The world is scrambling to deploy renewable sources of energy, but America has fallen behind. The upstart natural gas from shale industry has only further increased the prospect of depressing renewables in America, and potentially shoving them into cold storage.
Influential commentators have extolled shale gas' low carbon footprint, as well as its economic potential. Even President Obama, who initially embraced renewables, has ardently converted to shale in his 2012 State of the Union address, while throwing renewables a few crumbs.
Shale gas' allure is two-fold. First, natural gas, which causes about half as much CO2 pollution as coal, is slowly but surely becoming the power industry's fuel of choice. Nevertheless, the electric power sector contributes about 40% of the nation's total CO2 emissions. That total is greater than any other sector of the U.S. economy, including transportation. Nuclear generation, which is much less carbon-intensive than natural gas, is facing a chilly winter post-Fukushima.
Further, the transportation sector, which accounts for roughly 30% of the country's CO2 emissions, is heavily reliant on conventional fuels. A mass-market, cost-effective alternative to them is many years away.
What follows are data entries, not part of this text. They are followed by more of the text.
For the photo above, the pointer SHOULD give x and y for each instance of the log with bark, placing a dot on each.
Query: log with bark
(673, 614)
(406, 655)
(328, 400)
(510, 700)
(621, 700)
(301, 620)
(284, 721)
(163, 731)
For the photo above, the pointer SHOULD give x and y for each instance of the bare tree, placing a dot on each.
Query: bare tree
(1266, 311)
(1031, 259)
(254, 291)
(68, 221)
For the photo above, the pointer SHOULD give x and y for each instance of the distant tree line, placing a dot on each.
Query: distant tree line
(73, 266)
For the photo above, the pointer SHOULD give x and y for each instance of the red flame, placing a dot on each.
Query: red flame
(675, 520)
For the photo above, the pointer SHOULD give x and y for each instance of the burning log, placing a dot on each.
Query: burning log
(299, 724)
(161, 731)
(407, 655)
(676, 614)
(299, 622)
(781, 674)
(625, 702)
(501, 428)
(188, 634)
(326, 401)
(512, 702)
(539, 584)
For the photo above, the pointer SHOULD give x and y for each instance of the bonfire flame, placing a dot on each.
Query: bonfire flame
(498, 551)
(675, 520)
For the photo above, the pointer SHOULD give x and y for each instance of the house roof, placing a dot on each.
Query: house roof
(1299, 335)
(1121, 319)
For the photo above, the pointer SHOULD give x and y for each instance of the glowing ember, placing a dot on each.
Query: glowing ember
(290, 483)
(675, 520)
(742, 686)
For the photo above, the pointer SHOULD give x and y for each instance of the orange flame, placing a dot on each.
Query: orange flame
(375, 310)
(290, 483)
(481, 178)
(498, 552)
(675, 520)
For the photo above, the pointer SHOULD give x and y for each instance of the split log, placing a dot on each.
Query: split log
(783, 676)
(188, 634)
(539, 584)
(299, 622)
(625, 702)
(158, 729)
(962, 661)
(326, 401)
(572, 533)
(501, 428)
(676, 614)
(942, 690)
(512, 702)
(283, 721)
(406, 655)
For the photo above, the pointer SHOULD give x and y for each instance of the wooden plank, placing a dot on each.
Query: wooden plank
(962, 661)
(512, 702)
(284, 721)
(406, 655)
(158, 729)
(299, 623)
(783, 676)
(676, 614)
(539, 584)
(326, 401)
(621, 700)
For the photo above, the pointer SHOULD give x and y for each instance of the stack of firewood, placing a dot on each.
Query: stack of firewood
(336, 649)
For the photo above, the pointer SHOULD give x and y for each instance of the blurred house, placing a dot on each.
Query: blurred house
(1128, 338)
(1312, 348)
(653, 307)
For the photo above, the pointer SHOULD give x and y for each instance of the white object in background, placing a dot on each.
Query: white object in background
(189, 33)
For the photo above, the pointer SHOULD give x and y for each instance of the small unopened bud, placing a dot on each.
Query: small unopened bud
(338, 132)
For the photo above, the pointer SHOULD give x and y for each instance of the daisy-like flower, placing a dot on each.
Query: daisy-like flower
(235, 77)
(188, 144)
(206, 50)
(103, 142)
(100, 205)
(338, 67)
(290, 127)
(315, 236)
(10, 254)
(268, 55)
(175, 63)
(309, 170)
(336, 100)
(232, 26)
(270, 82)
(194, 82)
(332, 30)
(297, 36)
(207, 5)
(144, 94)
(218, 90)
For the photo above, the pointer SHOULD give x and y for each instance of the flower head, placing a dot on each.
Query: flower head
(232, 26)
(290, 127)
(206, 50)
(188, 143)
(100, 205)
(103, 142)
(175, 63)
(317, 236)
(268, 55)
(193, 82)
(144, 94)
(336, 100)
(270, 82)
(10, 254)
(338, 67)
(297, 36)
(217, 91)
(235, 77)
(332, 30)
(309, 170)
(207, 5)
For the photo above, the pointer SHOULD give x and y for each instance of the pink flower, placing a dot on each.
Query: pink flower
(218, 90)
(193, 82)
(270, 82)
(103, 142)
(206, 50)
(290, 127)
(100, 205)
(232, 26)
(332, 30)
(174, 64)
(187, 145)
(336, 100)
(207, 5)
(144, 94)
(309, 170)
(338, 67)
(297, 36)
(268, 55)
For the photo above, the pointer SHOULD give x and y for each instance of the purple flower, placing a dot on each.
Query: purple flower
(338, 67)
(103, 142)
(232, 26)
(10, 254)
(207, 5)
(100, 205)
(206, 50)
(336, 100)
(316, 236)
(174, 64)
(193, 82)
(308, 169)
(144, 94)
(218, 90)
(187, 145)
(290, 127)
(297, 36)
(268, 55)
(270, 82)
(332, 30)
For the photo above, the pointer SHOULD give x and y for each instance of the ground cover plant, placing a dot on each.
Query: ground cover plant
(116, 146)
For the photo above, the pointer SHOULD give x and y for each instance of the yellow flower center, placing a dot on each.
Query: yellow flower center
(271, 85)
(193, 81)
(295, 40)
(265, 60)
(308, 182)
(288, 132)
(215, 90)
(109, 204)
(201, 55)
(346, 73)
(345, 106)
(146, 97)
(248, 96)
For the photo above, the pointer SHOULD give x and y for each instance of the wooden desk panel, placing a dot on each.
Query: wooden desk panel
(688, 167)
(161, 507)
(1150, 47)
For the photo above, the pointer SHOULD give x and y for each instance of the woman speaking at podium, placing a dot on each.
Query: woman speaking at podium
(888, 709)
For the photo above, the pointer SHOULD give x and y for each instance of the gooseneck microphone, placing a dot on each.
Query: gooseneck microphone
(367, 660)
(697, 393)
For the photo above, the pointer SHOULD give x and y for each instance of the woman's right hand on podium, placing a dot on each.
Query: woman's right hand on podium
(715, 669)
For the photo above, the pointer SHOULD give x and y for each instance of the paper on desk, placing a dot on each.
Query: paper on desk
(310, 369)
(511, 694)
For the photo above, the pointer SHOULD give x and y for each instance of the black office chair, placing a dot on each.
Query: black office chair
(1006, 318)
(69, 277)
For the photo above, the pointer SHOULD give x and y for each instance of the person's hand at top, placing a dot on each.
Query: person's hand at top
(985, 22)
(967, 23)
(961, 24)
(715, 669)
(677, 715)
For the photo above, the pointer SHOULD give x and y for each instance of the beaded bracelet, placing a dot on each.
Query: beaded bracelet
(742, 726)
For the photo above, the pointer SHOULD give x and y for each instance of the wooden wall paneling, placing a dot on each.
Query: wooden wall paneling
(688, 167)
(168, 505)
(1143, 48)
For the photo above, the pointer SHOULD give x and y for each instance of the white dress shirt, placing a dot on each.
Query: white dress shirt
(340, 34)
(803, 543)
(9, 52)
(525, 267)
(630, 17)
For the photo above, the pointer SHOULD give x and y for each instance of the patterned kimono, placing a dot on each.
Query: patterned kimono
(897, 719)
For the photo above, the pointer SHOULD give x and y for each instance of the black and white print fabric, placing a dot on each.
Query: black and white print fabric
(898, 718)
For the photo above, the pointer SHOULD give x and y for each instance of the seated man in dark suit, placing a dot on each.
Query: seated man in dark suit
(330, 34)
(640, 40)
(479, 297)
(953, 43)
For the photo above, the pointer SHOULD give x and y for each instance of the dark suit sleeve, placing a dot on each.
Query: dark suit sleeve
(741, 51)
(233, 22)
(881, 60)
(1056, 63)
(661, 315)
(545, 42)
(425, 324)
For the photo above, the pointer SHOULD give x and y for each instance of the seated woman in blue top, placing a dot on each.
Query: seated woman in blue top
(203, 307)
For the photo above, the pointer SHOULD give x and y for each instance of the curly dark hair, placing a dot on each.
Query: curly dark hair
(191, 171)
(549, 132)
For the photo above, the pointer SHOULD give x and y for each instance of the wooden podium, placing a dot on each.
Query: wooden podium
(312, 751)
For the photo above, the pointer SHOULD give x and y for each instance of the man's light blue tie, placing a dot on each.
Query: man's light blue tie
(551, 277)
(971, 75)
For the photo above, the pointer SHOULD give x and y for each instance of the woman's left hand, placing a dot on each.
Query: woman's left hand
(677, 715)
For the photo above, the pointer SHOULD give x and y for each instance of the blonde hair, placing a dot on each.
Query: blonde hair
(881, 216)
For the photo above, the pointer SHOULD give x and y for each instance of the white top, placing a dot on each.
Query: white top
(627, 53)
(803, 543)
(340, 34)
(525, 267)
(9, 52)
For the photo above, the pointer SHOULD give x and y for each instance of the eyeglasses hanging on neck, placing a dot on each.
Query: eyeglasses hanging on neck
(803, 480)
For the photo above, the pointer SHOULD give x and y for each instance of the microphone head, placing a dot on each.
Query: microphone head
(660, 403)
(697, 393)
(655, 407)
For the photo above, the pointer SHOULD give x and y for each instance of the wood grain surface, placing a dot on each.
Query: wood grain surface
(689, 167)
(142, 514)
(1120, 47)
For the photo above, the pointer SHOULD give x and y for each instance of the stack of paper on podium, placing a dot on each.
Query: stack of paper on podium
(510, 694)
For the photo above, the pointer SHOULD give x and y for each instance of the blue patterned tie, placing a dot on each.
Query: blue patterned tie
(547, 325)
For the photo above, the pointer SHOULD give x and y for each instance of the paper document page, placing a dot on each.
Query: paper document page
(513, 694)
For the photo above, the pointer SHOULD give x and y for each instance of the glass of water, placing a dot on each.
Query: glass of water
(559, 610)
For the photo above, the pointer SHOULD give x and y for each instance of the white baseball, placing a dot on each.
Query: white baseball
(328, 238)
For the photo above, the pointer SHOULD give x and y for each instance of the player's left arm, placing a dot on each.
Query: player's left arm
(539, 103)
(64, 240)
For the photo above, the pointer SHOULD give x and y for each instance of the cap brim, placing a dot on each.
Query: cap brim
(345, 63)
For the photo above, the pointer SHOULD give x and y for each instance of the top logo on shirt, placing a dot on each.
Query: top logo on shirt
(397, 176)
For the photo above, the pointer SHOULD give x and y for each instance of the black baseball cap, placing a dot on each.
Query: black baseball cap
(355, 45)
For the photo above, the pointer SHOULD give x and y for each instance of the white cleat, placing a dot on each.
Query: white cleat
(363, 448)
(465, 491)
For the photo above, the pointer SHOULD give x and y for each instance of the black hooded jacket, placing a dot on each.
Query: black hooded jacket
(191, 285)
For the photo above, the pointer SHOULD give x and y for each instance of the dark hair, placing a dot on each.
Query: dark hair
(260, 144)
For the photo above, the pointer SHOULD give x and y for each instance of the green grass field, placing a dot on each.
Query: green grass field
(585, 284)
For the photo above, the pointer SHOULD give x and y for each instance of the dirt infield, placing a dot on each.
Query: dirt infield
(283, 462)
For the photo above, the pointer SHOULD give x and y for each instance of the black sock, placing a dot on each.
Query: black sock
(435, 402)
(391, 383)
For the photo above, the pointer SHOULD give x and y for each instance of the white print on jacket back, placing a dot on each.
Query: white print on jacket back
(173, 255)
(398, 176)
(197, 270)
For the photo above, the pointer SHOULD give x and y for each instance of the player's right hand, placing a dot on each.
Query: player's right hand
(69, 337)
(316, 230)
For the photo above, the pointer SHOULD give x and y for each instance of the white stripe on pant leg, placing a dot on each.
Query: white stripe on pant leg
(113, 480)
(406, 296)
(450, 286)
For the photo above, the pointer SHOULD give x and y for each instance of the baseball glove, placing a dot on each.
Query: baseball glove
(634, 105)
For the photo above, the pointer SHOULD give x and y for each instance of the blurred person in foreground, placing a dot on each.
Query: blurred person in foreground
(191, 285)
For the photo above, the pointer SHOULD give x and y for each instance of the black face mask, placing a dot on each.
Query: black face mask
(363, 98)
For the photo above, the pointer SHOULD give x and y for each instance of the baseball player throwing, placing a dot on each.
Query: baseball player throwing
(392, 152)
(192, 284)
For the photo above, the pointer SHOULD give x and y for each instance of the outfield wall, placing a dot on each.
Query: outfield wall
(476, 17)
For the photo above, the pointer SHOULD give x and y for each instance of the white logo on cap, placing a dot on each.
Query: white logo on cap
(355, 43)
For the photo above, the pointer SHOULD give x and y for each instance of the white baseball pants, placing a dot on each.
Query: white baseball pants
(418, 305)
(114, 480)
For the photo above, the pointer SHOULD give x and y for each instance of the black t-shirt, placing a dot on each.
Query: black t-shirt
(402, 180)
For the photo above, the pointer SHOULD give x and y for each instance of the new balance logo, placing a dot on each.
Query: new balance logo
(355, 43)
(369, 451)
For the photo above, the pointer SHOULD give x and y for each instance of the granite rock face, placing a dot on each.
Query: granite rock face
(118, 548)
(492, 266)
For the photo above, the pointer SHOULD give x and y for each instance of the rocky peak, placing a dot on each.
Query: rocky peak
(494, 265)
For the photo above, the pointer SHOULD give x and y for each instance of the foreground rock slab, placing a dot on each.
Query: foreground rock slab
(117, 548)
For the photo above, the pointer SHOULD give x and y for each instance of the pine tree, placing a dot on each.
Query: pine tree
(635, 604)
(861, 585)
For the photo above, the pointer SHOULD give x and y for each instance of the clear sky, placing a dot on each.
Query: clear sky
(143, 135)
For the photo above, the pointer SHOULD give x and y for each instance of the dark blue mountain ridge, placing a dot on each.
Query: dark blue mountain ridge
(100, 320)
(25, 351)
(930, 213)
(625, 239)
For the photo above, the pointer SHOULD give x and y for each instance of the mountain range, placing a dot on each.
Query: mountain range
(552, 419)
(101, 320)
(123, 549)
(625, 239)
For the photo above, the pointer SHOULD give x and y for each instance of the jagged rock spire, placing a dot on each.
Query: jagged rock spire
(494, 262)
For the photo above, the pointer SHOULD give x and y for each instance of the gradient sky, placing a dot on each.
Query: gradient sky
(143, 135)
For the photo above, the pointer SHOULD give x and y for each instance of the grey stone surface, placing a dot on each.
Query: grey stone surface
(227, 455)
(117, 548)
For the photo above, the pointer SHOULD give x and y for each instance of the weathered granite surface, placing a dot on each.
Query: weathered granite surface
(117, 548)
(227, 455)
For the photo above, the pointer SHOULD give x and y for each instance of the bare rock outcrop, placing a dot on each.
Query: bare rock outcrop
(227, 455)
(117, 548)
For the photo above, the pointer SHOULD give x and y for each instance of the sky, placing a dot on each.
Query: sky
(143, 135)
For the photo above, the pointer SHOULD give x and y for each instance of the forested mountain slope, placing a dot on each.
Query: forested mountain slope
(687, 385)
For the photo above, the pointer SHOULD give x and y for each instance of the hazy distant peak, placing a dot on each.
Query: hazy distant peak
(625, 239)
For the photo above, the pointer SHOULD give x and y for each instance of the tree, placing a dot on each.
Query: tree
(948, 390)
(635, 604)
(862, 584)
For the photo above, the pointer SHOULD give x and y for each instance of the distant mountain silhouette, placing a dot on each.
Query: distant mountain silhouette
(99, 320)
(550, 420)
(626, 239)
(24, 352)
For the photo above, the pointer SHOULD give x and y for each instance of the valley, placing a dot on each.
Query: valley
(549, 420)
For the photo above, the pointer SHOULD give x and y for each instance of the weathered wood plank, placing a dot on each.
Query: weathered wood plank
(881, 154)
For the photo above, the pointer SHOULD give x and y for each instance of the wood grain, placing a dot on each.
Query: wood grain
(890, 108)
With coal so dirty, and nuclear energy and transportation mired, natural gas is seen as a halfway measure to combat climate change until solar and wind energies mature.
But how valid is this assumption? An Environmental Research Letters paper argues that to achieve substantial temperature reductions this century, it will take a rapid and massive deployment of a mix of conservation, wind, solar, and nuclear energy -- not natural gas. If a trillion watts of gas-fired generation were installed over the next 40 years, the decline in warming by 2112 would only be within a tenth of a degree of that induced by coal-fired plants, it cautions.
A new MIT study asserts that shale use suppresses the development of renewables, and that it can only be a "short-term" bridge to a low-carbon future. Treating it otherwise could altogether stunt the development of lower-emission technologies like carbon capture and sequestration.
That solar and wind are unready for prime time is a myth. Solar energy is facing a crisis in the country, not because solar cells are unproven, but due to other factors. First, America's fascination for the new, new thing has made us sink billions, with few obvious results, into cutting-edge solar technologies. The Chinese, on the other hand, have improved the efficiency of traditional polysilicon, and captured 50% of the world's solar cell market.
Second, our failure to put in place a conducive ecosystem, whether it includes long-term industry incentives, feed-in tariffs, a federal renewable portfolio standard, or pricing oil and gas fairly by incorporating the costs of their environmental damage. Third, by persisting in manufacturing overseas and not locally, we will still continue to innovate, but end up exporting precious intellectual property and jobs.
Wind turbines too are rugged and effective. While shale has gushed only in the last few years, a powerful wind corridor has always existed all the way from Minnesota to Texas, making the U.S. the "Saudi Arabia of Wind," but an uncertain federal policy has strangled its potential.